Agathe mit ihm im Nebenzimmer. Ulrich ist – in Gedanken – weggegangen. Nichts soll ihn mehr kümmern. Dann ist er aber umgekehrt und über eine Gartenterrasse wieder ins Haus und in sein Zimmer gekommen, ohne daß Agathe es bemerkte. Er lauscht ins Nebenzimmer. Es fällt ihm der Ausdruck der beiden Stimmen auf. Die des Mannes erklärt etwas: beredt, mit Ruhe und einer gewissen Überlegenheit. Ulrich versteht nicht, was, errät aber aus seinem Vorwissen und Holzgeräusch, daß es sich um einen Rollsekretär Agathes handelt. Er wird auf- und zugerollt. Der junge Meister fordert Agathes Zustimmung zu einer umfassenderen Ausbesserung als ihr recht ist, und sie macht unsichere Einwände.

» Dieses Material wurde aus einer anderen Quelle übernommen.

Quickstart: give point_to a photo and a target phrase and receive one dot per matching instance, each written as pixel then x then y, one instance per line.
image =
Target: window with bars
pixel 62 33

Das alles weiß und versteht Ulrich. Es muß sich um ein Geheimnis der alten Rollvorrichtung drehn.
Und plötzlich löst sich das von der Wirklichkeit los. Denn genau so verliefe das Gespräch, wenn es eine Liebesunterhandlung wäre. Das Überreden, die leichte Überlegenheit, das Als-nötig-Hinstellen oder Es-ist-nichts-dabei in der Mannesstimme. Als ob es sich um eine sexuelle Improvisation handelte. Und dann die geliebte Stimme! Widerstrebend, eingeschüchtert, unsicher. Sie möchte und will nicht. Sie gibt nach und hält sich noch da und dort fest. Sie sagt halblaut »Ja« … »Ja« … »Aber … «. Sie weiß schon längst, daß sie nachgeben wird. Wie Ulrich diese zurückhaltende, tapfere Stimme liebt und die Frau, die alles wie das Dunkel fürchtet, und doch alles tut! Er brächte es nicht über sich, mit einer Waffe hineinzustürzen und Rache zu nehmen oder auch nur Rechenschaft zu fordern.
Dann kommt sogar eine Art Seufzer des Nachgebens über Agathes Lippen, und es läßt sich das Knacken von Holz täuschend hören.
Und trotz dieses durchträumten Sich-für-Agathe-Freuens geht Ulrich in den Krieg. Aber durchaus nicht mit Überzeugung.